The ring clattered onto the ground as Carly's hands fumbled to grasp the ring. By the time she'd dropped down to the floor, picked it up and stood up again Freddie was out of sight. Only the heavy slam of the front door and the shudder of the frame groaning indicated where he'd gone.

Out of her life for good.

Carly shuddered, her knees weak before she succumbed fully to the tears that were waiting to burst out. A phone call interrupted her roughly half an hour later. The LCD screen shimmered, shifting to a picture of the incoming caller. Long blonde hair, a smirk and mischievous eyes that hid defensive walls that only ever came down for one person. At sight of the picture Carly's mouth curved upwards just slightly.

"Sam."

"Carls?" She could hear the tension as Sam breathed in and waited for the answer to the only question she could possibly want to know the answer to at this moment in time.

"Yeah... it's done."

Sam exhaled with relief, "It's for the best. I'm coming to pick you up." Sam anticipated that Carly might end up out of home. There was no way she'd blame Freddie if he'd kicked her out.
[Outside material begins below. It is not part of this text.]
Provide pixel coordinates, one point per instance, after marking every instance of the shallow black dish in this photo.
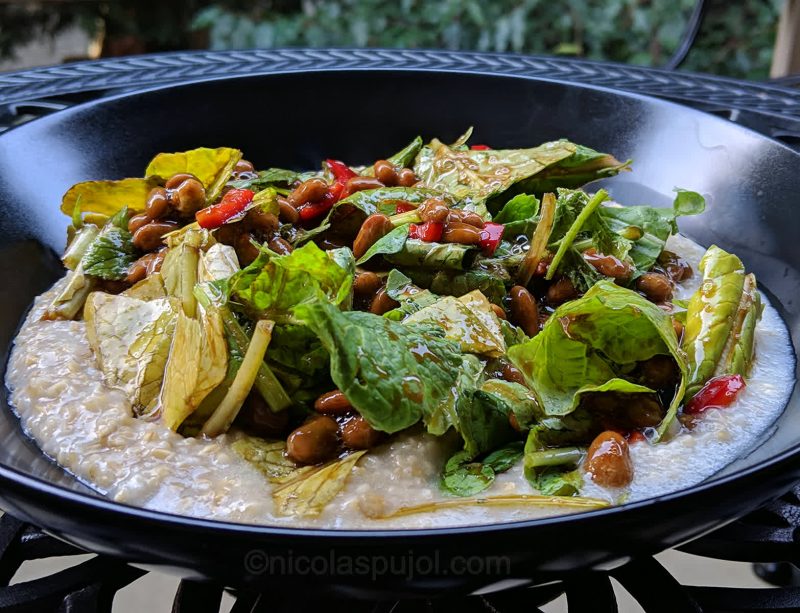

"Stay with me tonight, he's gone. I don't know when or if he'll come back. I don't think he'll ever forgive us." Carly replied, her free hand wiping the tears from her eyes.

"I love you. See you soon." Sam didn't answer Carly's last point. There was no way in hell she'd ever forgive someone for stealing Carly. She knew as good as he did. Sam never forgave Freddie for taking Carly away from her to begin with.

As far as she was concerned, this was just making it right. Even if Sam regretted what Carly had done to Freddie on her way back. His pain was just beginning, her pain had lasted the past decade or so as she watched Carly flee the truth deep inside her.

"Love you too. Bye." Carly tapped her touch screen to end the call. She reflected grimly on the door, hoping Sam wouldn't be too far away. Then she started crying again.

The End.


AN: Well that was angsty. I usually get super depressed on behalf of Freddie when I read Cam fics (I still love them though). Especially after some recent events in my own and some of my friends lives, having to deal with pain of loss and grief. For whatever reason it came out in this, pretty quickly for my standards, only a couple of days all up. No sequel, no prequels, this is it, so don't story alert or ask for more thanks.